Chaoyang District, Beijing, PRC

  100025
(Address of principal executive offices)   (Zip Code)

 

Registrant’s telephone number, including area code: 86-10-6569-3988

 

Not Applicable

(Former name or former address, if changed since last report.)

 

 

 

Check the appropriate box below if the Form 8-K filing is intended to simultaneously satisfy the filing obligation of the registrant under any of the following provisions:

 

¨ Written communications pursuant to Rule 425 under the Securities Act (17 CFR 230.425)

 

¨ Soliciting material pursuant to Rule 14a-12 under the Exchange Act (17 CFR 240.14a-12)

 

¨ Pre-commencement communications pursuant to Rule 14d-2(b) under the Exchange Act (17 CFR 240.14d-2(b))

 

¨ Pre-commencement communications pursuant to Rule 13e-4(c) under the Exchange Act (17 CFR 240.13e-4(c))

 

 

 

 
 

 

 Item 3.01   Notice of Delisting or Failure to Satisfy a Continued Listing Rule or Standard; Transfer of Listing.

 

On September 14, 2012, China Growth Equity Investment Ltd. (the “Company”) received notice from The Nasdaq Capital Market (“Nasdaq”) that, because the Company does not maintain a minimum of 300 public holders, as of September 1, 2012, the Company no longer complies with Listing Rule 5550(a)(3) of Nasdaq.

 

Nasdaq's notice has no immediate effect on the listing of the Company's common stock on Nasdaq. Pursuant to Nasdaq’s rules, the Company has 45 calendar days, until October 29, 2012, to submit a plan to regain compliance. If the plan is accepted, Nasdaq can grant the Company a 180 calendar day extension from the date of the notice letter to evidence compliance.

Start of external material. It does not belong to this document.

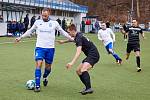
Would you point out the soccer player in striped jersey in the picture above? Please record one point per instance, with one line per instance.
(104, 35)
(134, 42)
(45, 45)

If the plan is not accepted by Nasdaq, the Company can appeal the decision to a hearings panel.

 

The Company will file a plan with Nasdaq on or prior to October 29, 2012 in order to regain compliance with Listing Rule 5550(a)(3) of Nasdaq.

  

 
 

  

SIGNATURE

 

Pursuant to the requirements of the Securities and Exchange Act of 1934, the registrant has duly caused this Report to be signed on its behalf by the undersigned hereto duly authorized.

 

  

Dated:   September 20, 2012

 

  China Growth Equity Investment Ltd.